How to impl `Deref` to Target with Self lifetime?

I am the user of yoke crate,
in order to remove the lifetime in struct declaration.

But the API is not easy to use because it lacks implementation of Deref trait.
So I wrap it inside a new type, and want to implement Deref trait through it.

My example does not involve yoke for simplicity:

use core::ops::Deref;

struct Foo<'a> {
    data: &'a str,
}

struct Bar(Foo<'static>);

impl Deref for Bar {
    type Target = Foo<'static>;
    
    fn deref(&self) -> &Self::Target {
        &self.0
    }
}

fn main() {
    
}

The above code works,
but is there a way to specify Self lifetime in Target

The code below does not work

impl Deref for Bar {
    type Target = Foo<'Self>;
    
    fn deref(&self) -> &Self::Target {
        &self.0
    }
}

Thanks

Real example with yoke crate

/*
[dependencies]
yoke = { version = "0.7", features = ["derive"] }
*/

use core::ops::Deref;
use std::sync::Arc;
use yoke::{Yoke, Yokeable};

#[derive(Yokeable)]
struct Foo<'a> {
    data: &'a str,
}

struct Bar(Yoke<Foo<'static>, Arc<String>>);

impl Deref for Bar {
    // HELP: How to change this to `Self` lifetime?
    type Target = Foo<'static>;
    
    fn deref(&self) -> &Self::Target {
        // ERROR: Cannot compile here
        self.0.get()
    }
}

fn main() {
}

You can ellide the lifetime and let the compiler infer it for you:

type Target = Foo<'_>;

No, that's not possible in associated type position, for the same reason you have to be explicit about the lifetimes in the definition of a struct or enum.
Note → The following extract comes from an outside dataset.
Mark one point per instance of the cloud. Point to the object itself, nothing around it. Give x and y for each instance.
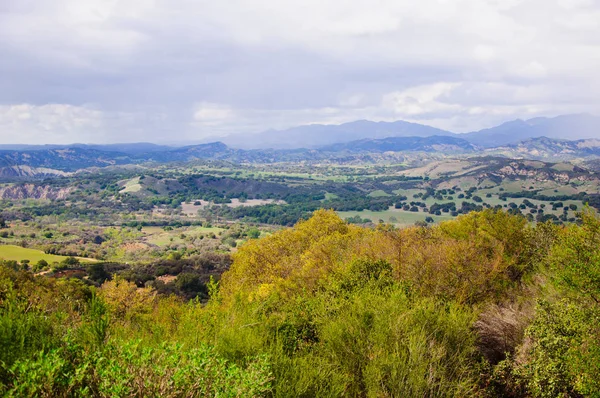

As impls are in global scope, there's no context anywhere for the compiler to infer any particular lifetime from, as there would be in a signature or a function body.

2 Likes

To answer the question: your problem is that there's no concrete lifetime to put in the associated Target type of Deref, and Deref::Target is not a GAT (generic associated type).

You thus have to be explicit about there being a reference and a named lifetime to begin with:


struct Bar<'a>(&'a Yoke<Foo<'static>, Arc<String>>);

impl<'a> Deref for Bar<'a> {
    type Target = Foo<'a>;
    
    fn deref(&self) -> &Self::Target {
        self.0.get()
    }
}

Rust Explorer


As a side note, don't use Arc<String> – it's an unnecessary double indirection. Use Arc<str> instead, like this.

The entire purpose of using yoke, is to remove the lifetime in Bar
So I need struct Bar, not struct Bar<'a>

This does not compile

The purpose of Yoke is that you can have a self-referential type :slight_smile: Anyway – if you need Bar to be non-generic, then introduce a second level of wrapper that you only create temporarily, when and where needed:

struct Bar(Yoke<Foo<'static>, Arc<String>>);
struct BarRef<'a>(&'a Bar);

impl<'a> Deref for BarRef<'a> {
    type Target = Foo<'a>;
    
    fn deref(&self) -> &Self::Target {
        self.0.0.get()
    }
}
1 Like

Sorry, I'm on the phone and didn't have time to check it.

Glad that @H2CO3 was here :sweat_smile:

Guess why Yoke itself doesn't implement Deref.. because the target type (as returned by the Yoke::get method) would need to depend on the lifetime of its &self argument! It's the same problem :grin:

Wrapping a Yoke type won't make you magically be able to achieve what yoke itself couldn't :wink:

7 Likes

Thanks,
I think the best solution is to not use Yoke wrapped type in most situation.
The alternative may be to delegate all APIs of borrowed type to owned type.